Between Curious and Frantic

I’ve been upset with my output lately. Just overall. For a few months, I felt I did a good (at least decent) job posting inspired content on this site. I was also learning steadily and making good progress on my programming. But in recent months, less so. I tried to focus on specific projects, but I couldn’t stick to any of them for long. As such, I didn’t produce anything particularly interesting. In short, I went from curious exploring to frantic jumping between projects.

Maybe the reason for this is that school has been coming to an end, which means I have had to spend more time studying for exams recently. It’s reasonable to think that the slow mounting daunt of final exams would increase pressure and dilute focus. But really, I was working diligently for school before, and I managed to stress myself with exams more than enough in the past. The amount of free time I have also hasn’t changed for the worse. So I deem this an internal issue.

I think the problem is very clear: I piled up more and more tasks to work on at the same time. In effect, this hinders my progress since I can’t really focus on any single one of them, and thus I can’t do good work. To progress, I need to decide. I have to do one thing at a time.

Some things I just have to reject for now. That’s OK. I have to learn things step-by-step, one after the other. I have time for that. In fact, I can only maximize my skills if I can focus. But I can’t focus if I hastily attempt to master all skills at once. I want to be good at a broad range of tasks. But to be really good, I have to go deep as well. And from my recent experience, it seems obvious to me that I need a different approach. Now is the time to pick out a small set of challenges and really dive in. I have to fundamentally say no to all other enterprises that might distract me.

It’s also important that I let things pass. Over and over again, I have accumulated endless piles of bookmarks and notes on what to read and what to write. It’s great that I have this much to think about, but it’s also distracting. All of these reminders that I constantly jot down for myself–any systems that I try to develop to organize them–I’ll have to give up on that. So far, I’ve been doing this collecting out of fear of missing out on some valuable information. But building up such a backlog is not productive. Even worse, it simply diverts focus.

My strategy is this: don’t fixate what topics to work on, but fixate everything else. Then, don’t make any changes to the fixed set. I’m not going to rule out whole topics by themselves. Rather, I want to set myself a framework of conditions that make it easy to stay focused on the work that I want to do.

For example, no more text editor switching. Emacs is about good enough for all I need. And there certainly are no alternatives that would boost my productivity enough to make up for the distraction that the switch would incur.

Second, no more Rust (I know, I’m deeply torn myself). I want to improve my foundational knowledge. For 90% of that, I don’t need to sharpen my understanding of any fancy new languages. Instead, I’ll just stick to C and focus on content instead of language.

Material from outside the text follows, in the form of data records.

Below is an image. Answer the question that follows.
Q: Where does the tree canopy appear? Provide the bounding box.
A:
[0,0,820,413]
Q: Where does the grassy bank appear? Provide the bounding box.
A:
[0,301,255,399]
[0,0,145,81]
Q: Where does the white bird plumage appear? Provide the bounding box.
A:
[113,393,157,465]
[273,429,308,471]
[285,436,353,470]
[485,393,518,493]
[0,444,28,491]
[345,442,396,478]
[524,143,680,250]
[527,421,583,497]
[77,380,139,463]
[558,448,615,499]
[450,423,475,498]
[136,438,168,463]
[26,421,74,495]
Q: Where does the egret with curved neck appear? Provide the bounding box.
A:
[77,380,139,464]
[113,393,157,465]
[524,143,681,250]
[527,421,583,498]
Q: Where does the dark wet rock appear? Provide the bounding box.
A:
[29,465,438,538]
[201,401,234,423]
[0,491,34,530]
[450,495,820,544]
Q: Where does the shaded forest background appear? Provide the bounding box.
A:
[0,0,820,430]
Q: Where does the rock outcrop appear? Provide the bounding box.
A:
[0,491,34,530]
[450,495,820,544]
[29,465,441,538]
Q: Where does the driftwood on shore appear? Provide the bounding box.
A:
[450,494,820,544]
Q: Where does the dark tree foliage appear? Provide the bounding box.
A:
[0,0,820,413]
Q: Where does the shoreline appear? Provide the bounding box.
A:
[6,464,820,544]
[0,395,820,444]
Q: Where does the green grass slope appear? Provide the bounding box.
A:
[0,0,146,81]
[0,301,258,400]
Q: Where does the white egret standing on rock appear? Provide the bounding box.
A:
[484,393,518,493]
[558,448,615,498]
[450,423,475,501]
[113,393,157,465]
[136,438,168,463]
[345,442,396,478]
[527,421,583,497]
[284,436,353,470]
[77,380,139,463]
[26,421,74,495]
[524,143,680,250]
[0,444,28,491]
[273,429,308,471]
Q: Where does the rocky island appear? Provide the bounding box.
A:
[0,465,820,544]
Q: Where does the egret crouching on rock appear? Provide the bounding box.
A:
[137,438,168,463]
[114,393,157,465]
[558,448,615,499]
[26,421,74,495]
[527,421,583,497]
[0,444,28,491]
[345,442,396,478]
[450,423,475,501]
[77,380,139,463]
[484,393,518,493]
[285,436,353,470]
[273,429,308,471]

Third, no more HN (this will probably turn out as less HN in practice). Sure, HN is great for discovering things and also pretty good entertainment, but, really, it’s a distraction most of the time. If I need to find good material on a topic, I can just use HN to search for it directly (I already do that since Google search doesn’t work anymore). If I want to explore, then sure, I can use HN deliberately. But exposing myself to the plethora of fascinating projects that HN has to offer too often isn’t healthy (for months now, breakfast and HN have been coupled tightly).

I’m also deleting some of the stuff on this website that I don’t think is actually very interesting.

That’s all I have for now. I’ll probably think of more rules in the future. In that case, I’ll update this page. I’m putting this out here to hold myself accountable and to get better at getting things out there (something I generally want to improve at). Have fun exploring.